Ahead of the indictment, the grand jury heard evidence about a $130,000 payment to Daniels in the waning days of the 2016 presidential campaign. Daniels has said she was paid to keep silent about a sexual encounter she had with Trump in 2006.
“It’s vindication,” Daniels told the Times of London. “He’s done so much worse that he should have been taken down (for) before.”
Senior House of Representatives Republicans have vowed to investigate Bragg and demanded he hand over documents and other confidential material from the investigation. Bragg said Congress does not have authority to interfere with a New York legal proceeding and accused the lawmakers of escalating political tensions. Bragg’s office has been the target of bomb threats in recent weeks.
“You and many of your colleagues have chosen to collaborate with Mr. Trump’s efforts to vilify and denigrate the integrity of elected state prosecutors and trial judges,” Bragg wrote in a letter to Republican lawmakers.
Aside from this case, Trump faces two federal criminal investigations into his efforts to overturn his 2020 election defeat and his handling of classified documents after leaving office. Trump also faces a separate Georgia investigation into his efforts to overturn his 2020 loss in that state.
Officials have stepped up security around the courthouse in New York since Trump on March 18 called on his supporters to protest any arrest. A law enforcement source said police would close streets around the courthouse ahead of Tuesday’s expected appearance.

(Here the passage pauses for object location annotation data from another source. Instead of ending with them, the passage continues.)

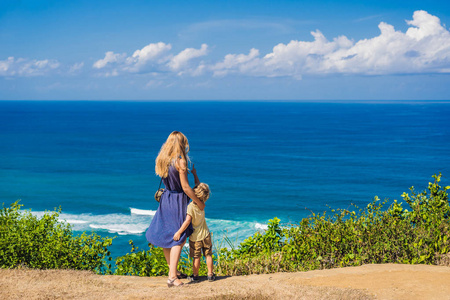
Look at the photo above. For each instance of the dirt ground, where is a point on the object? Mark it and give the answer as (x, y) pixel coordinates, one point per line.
(389, 281)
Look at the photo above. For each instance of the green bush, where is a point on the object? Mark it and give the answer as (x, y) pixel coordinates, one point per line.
(347, 238)
(46, 243)
(375, 234)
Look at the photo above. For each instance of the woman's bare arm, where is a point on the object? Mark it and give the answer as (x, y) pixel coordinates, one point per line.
(182, 169)
(183, 227)
(194, 172)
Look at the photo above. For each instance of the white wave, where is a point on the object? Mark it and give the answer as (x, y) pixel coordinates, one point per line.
(137, 221)
(143, 212)
(121, 229)
(76, 221)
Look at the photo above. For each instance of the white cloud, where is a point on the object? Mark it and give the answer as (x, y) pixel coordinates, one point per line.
(425, 47)
(181, 60)
(75, 68)
(110, 58)
(149, 57)
(237, 63)
(26, 67)
(155, 58)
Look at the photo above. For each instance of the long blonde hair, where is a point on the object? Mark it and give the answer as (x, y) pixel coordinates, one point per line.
(202, 191)
(176, 146)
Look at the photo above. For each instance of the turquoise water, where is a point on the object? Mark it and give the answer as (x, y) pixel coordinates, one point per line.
(261, 159)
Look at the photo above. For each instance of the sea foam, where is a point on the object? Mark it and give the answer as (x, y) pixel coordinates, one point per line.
(138, 220)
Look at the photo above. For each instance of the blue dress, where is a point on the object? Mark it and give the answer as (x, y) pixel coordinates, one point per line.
(170, 215)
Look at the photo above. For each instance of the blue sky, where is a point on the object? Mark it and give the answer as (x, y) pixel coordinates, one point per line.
(224, 50)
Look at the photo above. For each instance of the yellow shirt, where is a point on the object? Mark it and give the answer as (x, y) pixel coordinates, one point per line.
(201, 230)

On Friday, media outlets were set up outside the courthouse but there was no sign of unrest or protests related to the case.
Trump appealed this month for nationwide protests, recalling his charged rhetoric ahead of the Jan. 6, 2021, US Capitol attack, and warned last week of potential “death & destruction” if he were charged.
Outside Mar-a-Lago, about a dozen people waved Trump flags and cheered as cars passed by.
Sonja Simpson, 62, said the payment to Daniels was not a public concern.
“If there were a thing, that’s between him, that woman and his wife. Period. Let them work it out,” Simpson said.
Merchandise vendor Ronald Solomon said sales of Trump-themed hats and t-shirts were up sharply after the charges were announced.
Some 44 percent of Republicans said Trump should drop out of the race if he is indicted, according to a Reuters/Ipsos poll released last week.
The former president’s personal lawyer Michael Cohen has said he coordinated with Trump on the payments to Daniels and to a second woman, former Playboy model Karen McDougal. Trump has denied having had sexual relationships with either woman, but has acknowledged reimbursing Cohen.
Cohen pleaded guilty to a campaign-finance violation in 2018 and served more than a year in prison. Federal prosecutors said he acted at Trump’s direction.